[OpenAFS] Re: Practicality of near-continuous replication on busy volumes

Andrew Deason adeason@sinenomine.net
Thu, 3 Jul 2014 17:16:10 -0500


On Thu, 3 Jul 2014 17:49:05 +0100
Dominic Hargreaves <dominic.hargreaves@it.ox.ac.uk> wrote:

> Has anyone got any experience of doing this kind of thing with a busy
> and large-ish (100s of GB) volume? Is it workable in principle or have
> people found that there is a practical limit to how quickly/often vos
> releases can be done - or any other flaws in the scheme?

As mentioned, some sites do have automated volume releases at intervals
of around 15 minutes or a bit less. I don't think I've seen anyone go
down to once a minute; I don't even really like it when someone goes
down to 15 minutes, but it can work.

What can make this impractical is how much data is changing in files and
how many clients you have accessing the RO data. The size of the entire
volume doesn't really matter much, but the number of files and the sizes
of individual files can. The differential data sent for a volume release
is currently sent at the per-file level, so if you're appending to a
file (or otherwise changing large files) you have to send the entire
file every time.

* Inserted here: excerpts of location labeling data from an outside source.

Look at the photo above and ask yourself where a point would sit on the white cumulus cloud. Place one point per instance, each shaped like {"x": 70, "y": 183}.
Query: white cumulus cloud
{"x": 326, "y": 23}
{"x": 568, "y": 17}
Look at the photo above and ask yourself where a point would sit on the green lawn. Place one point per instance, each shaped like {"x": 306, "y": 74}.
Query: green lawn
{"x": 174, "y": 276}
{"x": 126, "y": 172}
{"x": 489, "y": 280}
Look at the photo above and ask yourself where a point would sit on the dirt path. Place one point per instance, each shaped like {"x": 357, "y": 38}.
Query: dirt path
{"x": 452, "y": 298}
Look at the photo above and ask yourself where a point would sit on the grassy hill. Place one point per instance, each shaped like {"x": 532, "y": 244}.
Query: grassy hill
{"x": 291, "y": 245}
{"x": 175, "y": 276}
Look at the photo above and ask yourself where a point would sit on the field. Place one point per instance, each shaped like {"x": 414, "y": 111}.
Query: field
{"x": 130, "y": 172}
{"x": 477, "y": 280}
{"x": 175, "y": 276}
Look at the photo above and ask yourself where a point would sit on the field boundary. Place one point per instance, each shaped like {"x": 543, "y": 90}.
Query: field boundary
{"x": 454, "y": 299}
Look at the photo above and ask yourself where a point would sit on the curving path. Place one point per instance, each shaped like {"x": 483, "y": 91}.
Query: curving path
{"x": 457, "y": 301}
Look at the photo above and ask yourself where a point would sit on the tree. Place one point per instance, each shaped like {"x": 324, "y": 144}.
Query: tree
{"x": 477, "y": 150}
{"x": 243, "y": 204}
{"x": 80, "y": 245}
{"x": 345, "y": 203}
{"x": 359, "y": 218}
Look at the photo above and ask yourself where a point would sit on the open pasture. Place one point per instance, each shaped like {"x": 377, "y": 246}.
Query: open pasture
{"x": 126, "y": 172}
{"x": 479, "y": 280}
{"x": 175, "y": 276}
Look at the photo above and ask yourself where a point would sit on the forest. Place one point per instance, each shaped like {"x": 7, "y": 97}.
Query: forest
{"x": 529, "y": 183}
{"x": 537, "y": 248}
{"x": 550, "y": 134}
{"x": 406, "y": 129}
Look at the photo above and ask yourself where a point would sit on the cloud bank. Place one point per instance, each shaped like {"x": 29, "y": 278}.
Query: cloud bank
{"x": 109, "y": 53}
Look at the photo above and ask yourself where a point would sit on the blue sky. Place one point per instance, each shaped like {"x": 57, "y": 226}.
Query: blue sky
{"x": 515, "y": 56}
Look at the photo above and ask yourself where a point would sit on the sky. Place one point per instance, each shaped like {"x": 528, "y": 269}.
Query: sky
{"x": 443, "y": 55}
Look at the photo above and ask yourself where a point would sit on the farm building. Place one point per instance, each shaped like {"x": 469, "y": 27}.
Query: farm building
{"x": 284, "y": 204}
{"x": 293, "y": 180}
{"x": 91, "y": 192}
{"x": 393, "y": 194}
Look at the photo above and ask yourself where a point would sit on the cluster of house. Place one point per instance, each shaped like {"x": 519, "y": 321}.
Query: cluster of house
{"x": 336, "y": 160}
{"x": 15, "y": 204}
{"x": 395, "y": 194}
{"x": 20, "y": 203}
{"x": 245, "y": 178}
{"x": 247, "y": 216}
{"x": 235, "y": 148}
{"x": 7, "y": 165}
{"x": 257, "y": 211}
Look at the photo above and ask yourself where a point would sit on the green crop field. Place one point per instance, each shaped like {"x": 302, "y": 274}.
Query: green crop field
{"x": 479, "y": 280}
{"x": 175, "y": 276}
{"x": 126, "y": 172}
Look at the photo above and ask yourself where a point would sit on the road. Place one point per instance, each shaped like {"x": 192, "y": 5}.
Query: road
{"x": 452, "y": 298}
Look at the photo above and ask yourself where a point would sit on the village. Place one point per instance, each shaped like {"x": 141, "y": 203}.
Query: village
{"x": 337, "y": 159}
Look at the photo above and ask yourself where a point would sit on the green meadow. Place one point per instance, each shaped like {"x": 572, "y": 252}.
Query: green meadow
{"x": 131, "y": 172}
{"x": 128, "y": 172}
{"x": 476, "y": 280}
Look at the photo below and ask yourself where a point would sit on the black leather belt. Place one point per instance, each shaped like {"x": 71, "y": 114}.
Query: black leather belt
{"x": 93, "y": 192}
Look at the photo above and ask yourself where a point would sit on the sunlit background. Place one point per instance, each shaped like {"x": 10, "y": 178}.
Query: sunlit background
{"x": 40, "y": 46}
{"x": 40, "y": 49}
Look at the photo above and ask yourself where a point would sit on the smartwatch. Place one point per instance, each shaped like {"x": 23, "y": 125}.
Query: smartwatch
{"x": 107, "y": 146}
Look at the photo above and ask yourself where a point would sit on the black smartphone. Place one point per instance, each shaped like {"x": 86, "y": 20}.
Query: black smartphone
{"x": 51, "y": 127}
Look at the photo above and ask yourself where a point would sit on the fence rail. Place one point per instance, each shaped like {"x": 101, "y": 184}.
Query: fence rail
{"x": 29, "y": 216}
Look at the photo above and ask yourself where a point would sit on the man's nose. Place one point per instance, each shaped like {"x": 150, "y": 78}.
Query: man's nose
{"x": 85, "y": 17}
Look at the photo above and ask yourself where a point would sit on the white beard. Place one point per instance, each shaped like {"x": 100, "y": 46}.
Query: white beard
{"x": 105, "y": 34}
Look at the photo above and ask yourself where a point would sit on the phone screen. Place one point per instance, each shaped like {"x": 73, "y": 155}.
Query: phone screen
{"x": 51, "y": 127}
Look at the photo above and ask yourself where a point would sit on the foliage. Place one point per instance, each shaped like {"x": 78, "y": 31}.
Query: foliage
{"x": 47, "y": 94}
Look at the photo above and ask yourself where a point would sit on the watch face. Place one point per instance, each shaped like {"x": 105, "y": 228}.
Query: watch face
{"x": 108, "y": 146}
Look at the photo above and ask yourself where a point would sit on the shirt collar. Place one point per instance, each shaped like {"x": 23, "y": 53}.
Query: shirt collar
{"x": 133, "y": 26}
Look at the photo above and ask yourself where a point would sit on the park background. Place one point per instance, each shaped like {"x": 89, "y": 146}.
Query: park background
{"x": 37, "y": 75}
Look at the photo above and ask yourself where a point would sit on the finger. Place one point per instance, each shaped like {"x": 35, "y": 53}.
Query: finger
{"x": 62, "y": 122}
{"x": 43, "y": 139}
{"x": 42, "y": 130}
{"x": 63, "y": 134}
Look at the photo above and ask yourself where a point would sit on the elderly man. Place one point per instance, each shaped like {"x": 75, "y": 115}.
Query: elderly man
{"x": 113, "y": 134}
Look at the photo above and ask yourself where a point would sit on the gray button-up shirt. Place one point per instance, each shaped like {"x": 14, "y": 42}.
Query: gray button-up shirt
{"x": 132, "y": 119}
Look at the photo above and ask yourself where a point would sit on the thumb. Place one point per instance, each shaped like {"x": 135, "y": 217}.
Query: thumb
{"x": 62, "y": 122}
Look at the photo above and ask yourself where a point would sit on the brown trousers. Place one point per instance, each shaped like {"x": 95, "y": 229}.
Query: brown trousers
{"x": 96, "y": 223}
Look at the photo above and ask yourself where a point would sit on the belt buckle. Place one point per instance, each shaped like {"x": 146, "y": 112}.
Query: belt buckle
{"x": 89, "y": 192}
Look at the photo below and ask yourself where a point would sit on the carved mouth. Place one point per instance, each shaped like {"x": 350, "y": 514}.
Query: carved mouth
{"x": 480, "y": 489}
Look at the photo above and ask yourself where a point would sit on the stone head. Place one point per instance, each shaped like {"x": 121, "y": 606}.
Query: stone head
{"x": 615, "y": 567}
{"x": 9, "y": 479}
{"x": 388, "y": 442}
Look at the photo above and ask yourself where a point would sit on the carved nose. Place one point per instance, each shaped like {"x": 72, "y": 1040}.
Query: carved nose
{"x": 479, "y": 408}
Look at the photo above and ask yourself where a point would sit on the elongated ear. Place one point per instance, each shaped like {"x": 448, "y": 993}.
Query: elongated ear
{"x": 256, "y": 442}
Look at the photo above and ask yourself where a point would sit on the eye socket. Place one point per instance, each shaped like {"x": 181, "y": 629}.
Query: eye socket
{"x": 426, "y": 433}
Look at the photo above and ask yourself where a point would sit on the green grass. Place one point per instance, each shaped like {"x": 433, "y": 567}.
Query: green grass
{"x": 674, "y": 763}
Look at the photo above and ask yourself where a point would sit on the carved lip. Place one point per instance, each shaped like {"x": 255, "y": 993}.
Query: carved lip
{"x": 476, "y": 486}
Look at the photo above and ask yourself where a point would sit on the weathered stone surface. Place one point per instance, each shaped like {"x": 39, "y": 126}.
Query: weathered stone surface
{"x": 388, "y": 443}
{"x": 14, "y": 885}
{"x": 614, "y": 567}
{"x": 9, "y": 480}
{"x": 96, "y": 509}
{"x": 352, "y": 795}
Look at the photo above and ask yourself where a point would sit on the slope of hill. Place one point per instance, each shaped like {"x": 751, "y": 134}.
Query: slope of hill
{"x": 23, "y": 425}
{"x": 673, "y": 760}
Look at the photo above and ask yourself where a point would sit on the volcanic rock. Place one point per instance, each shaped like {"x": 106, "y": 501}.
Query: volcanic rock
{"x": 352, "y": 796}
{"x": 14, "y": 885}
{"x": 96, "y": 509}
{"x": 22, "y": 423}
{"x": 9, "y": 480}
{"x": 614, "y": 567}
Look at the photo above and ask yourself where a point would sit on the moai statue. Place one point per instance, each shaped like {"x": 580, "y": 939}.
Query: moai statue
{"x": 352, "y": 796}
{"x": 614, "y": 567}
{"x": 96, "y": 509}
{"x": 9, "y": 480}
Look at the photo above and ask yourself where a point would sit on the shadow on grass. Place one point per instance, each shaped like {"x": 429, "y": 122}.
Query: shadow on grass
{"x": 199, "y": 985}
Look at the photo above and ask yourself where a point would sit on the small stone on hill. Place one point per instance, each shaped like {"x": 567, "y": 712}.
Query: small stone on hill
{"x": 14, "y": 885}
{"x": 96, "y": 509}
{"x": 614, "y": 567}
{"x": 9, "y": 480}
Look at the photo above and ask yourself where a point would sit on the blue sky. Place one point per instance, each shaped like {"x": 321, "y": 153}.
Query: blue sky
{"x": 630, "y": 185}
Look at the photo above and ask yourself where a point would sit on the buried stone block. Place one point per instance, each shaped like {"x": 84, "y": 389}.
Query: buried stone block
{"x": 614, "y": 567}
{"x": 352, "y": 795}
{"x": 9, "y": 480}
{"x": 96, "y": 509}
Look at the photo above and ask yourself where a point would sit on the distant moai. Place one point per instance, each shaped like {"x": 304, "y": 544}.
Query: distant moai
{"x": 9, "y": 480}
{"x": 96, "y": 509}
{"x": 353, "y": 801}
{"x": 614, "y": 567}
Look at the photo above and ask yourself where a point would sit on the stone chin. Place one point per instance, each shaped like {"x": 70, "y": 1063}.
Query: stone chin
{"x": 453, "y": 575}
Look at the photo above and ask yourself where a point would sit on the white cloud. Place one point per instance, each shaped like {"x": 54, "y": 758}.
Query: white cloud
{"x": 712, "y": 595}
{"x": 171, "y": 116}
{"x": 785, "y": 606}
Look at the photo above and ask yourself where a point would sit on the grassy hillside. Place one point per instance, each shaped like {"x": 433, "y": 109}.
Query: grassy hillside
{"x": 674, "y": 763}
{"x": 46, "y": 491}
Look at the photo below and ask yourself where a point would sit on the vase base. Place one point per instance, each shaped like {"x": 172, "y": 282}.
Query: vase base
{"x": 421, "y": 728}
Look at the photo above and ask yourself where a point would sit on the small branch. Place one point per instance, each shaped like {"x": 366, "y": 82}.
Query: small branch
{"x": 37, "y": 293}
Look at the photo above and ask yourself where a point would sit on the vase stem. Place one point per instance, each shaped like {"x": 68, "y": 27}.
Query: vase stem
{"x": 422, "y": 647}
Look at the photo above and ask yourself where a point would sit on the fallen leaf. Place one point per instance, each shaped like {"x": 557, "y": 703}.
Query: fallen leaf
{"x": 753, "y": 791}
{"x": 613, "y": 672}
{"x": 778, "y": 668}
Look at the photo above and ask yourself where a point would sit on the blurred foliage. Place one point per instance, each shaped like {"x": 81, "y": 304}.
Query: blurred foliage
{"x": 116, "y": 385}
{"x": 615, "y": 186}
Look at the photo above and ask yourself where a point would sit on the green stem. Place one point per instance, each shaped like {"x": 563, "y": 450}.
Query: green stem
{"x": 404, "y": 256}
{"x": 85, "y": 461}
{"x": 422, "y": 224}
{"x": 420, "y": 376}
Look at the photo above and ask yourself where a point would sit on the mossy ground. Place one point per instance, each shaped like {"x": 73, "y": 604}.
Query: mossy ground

That alone can mean a release takes a large portion of
a minute, depending on the file size and network link.

Releasing frequently also effectively destroys AFS' client-side metadata
caching for the ROs; currently every release you do means that a client
reading from the RO must contact the fileserver for every single file it
accesses again, even if the file hasn't changed. You can also get
clients that can delay the release because they are holding open
references to the relevant volume, which the (recent) fileserver option
-offline-timeout can alleviate.

If nothing accesses the RO normally, then that doesn't really matter.
But if nothing is accessing the remote copy and you just want a hot
spare, you could maybe more easily handle this at the level of the
/vicepX filesystem. Either use a clustering fs for that, or some kind of
shared block storage or DRBD or something similar.

-- 
Andrew Deason
adeason@sinenomine.net